The spin that was put on this survey by the article was typical: Physicians are undertreated for depression; we need to increase access and reduce stigma! The “undertreatment” concept was apparently drawn from the antidepressant figures – but no numbers were given. To me, “not more likely” means the dead doctors had AD’s in their systems at “about the same” levels as dead non-physicians. What were those levels, I wonder? They could be pretty high – not only because AD’s can (fairly rarely) cause suicide but because they can (more frequently) simply fail to prevent it.
My guess about the meaning of these figures: the doctors in question, even more so than civilians, received “Lonely Treatment”: pills only, either self-prescribed or passed along discreetly by a colleague, without any initial or followup conversation. It also looks like the doctors trusted AD’s only as much as the non-doctors did … but they trusted anti-psychotics a great deal more than the average civilian. Did they use these drugs as direct treatment for depression, or simply as industrial-strength sleeping pills? Either way, it looks like their trust was misplaced.
Anyway, here’s a short version of the article:
Job Stress a Major Factor in High Rates of Physician Suicide
Caroline Cassels, Medscape Today, Nov 13, 2012
Investigators at the University of Michigan in Ann Arbor found that among individuals who died by suicide, having a mental health disorder or a job problem was significantly associated with being a physician.

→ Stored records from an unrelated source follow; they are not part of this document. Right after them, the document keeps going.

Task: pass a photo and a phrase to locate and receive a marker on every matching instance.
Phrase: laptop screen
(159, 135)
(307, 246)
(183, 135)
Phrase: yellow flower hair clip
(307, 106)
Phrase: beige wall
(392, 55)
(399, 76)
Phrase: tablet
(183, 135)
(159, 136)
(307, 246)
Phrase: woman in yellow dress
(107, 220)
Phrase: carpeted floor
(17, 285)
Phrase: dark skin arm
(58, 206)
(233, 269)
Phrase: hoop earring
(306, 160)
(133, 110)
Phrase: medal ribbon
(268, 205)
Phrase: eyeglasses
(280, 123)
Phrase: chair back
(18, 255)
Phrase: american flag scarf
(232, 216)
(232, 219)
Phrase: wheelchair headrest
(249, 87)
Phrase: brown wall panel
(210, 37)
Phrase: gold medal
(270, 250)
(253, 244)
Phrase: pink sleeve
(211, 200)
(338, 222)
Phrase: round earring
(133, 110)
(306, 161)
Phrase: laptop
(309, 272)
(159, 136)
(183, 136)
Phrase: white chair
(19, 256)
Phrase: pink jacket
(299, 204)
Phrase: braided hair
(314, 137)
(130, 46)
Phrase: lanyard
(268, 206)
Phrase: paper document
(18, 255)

They also found that physicians who died by suicide were much more likely than their non-physician counterparts to have antipsychotics, benzodiazepines, and barbiturates, but not antidepressants, present on toxicology testing.

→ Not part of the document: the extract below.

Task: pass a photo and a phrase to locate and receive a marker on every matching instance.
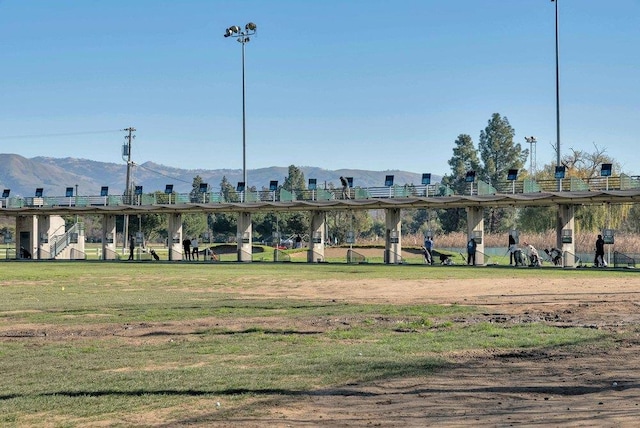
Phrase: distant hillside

“This [study] paints a more detailed picture of external events and risk factors in a physician’s life before a suicide, rather than just looking at a death certificate,” lead author Katherine J. Gold, MD, MSW, said in a statement. The study was published online November 5 in General Hospital Psychiatry.
Need for Change
Among suicide victims, having a known mental illness was mildly associated with higher odds of being a physician (odds ratio [OR], 1.34; confidence interval [CI], 1.01 – 1.82; P = .045). However, among physicians, the greater likelihood of having a known mental illness was not matched by a greater likelihood of antidepressant therapy, the investigators note. Having a job problem that contributed to the suicide significantly predicted the likelihood of being a physician (OR, 3.12; CI, 2.10 – 4.63; P < .0005).
Toxicology testing revealed that physicians were significantly more likely than nonphysicians to have antipsychotics (OR, 28.7; CI, 7.94 – 103.9; P < .0005), benzodiazepines (OR, 2.10; CI, 11.4 – 38.6; P < .0005), or barbiturates (OR, 3.95; CI, 15.8 – 99.0; P< .0005) present.
"There needs to be greater effort to address the stigma, underdiagnosis, and treatment of depression among physicians and understand how we can reduce the stress related to work. We need to make mental health treatment more available, safe, and confidential," said Dr. Gold.